After two rejections, the US Food and Drug Administration has finally given the green light to Amylin Pharmaceuticals' once-weekly diabetes drug Bydureon.

After two rejections, the US Food and Drug Administration has finally given the green light to Amylin Pharmaceuticals’ once-weekly diabetes drug Bydureon.

Bydureon is an extended-release formulation of Amylin’s Byetta (exenatide) which uses long-acting technology developed by Alkermes, and although approved in Europe in June 2011, the regulatory path across the Atlantic for the drug has been less direct. In October 2010, the FDA said it could not approve the companies’ first marketing application for Bydureon, a glucagon-like peptide-1 receptor agonist, without more data on its how it affects the heart.

That was the second time the agency turned down Bydureon – it also declined to give a green light to the drug in March 2010 at its first bid for approval. Now, the FDA is seemingly happy with data presented in support of the treatment but the approval comes with a risk evaluation and mitigation strategy “to ensure that the benefits of Bydureon outweigh the risk of acute pancreatitis and the potential risk of medullary thyroid carcinoma”.

Amylin also has to “fulfil a number of post-marketing requirements” to further assess the impact of the drug on MTC and cardiovascular disease. Despite this, the company is delighted and chief executive Daniel Bradbury noted that “as the first and only once-weekly diabetes treatment, Bydureon represents an important milestone [and] builds upon the proven benefits of (twice-daily) Byetta, offering significant improvements in glycaemic control in a single weekly dose”.

The approval comes a few months after Amylin and then-partner Eli Lilly dissolved their pact (signed in 2002) for Byetta and Bydureon. The former had questioned Lilly’s commitment to the drug after it signed a deal with Boehringer Ingelheim, including a marketing link-up for the German firm’s oral dipeptidyl peptidase-4 inhibitor Tradjenta (linagliptin).

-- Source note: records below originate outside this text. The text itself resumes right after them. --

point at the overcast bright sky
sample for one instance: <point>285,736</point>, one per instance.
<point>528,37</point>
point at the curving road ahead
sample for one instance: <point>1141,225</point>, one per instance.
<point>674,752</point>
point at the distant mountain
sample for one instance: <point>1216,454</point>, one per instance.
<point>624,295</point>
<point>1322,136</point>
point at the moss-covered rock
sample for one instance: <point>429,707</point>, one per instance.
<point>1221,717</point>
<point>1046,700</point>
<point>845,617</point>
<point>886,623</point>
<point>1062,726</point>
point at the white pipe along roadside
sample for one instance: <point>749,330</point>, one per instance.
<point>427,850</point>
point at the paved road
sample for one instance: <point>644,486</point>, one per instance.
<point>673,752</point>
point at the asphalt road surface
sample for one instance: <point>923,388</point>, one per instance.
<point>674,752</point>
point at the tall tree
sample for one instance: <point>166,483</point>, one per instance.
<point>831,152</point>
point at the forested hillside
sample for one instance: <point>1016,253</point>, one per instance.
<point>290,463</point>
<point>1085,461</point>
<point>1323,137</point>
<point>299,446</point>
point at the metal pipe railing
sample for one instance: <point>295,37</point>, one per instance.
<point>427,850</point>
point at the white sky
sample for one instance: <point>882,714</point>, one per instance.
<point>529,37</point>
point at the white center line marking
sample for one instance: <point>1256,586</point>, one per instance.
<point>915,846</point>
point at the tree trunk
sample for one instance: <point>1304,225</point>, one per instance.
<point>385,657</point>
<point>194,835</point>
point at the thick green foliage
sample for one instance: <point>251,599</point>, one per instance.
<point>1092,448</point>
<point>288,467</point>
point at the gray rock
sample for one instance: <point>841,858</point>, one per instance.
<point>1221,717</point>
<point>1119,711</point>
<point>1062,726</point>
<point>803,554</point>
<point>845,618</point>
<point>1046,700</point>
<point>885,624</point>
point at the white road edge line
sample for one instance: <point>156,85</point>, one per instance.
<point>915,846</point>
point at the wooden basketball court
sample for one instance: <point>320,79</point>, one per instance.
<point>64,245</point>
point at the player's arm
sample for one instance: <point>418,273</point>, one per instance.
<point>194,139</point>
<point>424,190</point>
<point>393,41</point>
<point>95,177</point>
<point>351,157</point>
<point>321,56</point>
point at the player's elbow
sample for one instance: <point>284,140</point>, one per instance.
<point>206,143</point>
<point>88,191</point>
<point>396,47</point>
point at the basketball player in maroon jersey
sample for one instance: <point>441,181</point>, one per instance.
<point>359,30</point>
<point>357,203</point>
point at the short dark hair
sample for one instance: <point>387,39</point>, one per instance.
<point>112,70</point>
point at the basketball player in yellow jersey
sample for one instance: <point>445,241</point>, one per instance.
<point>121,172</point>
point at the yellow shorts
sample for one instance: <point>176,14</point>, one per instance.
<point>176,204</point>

However, part of the terminated deal means that Lilly is entitled to $150 million upon FDA approval of a once-monthly suspension version of exenatide that is currently in Phase 2, as well as royalties on sales of exenatide products. It also banked a $250 million one-time, upfront fee.

The drug will go up against Novo Nordisk’s GLP-1 drug Victoza (liraglutide), which requires once-daily injections. Analysts believe the convenience of an injection just once a week should benefit Bydureon and will be watching to see how successful Amylin is at marketing the drug without its former heavyweight partner Lilly.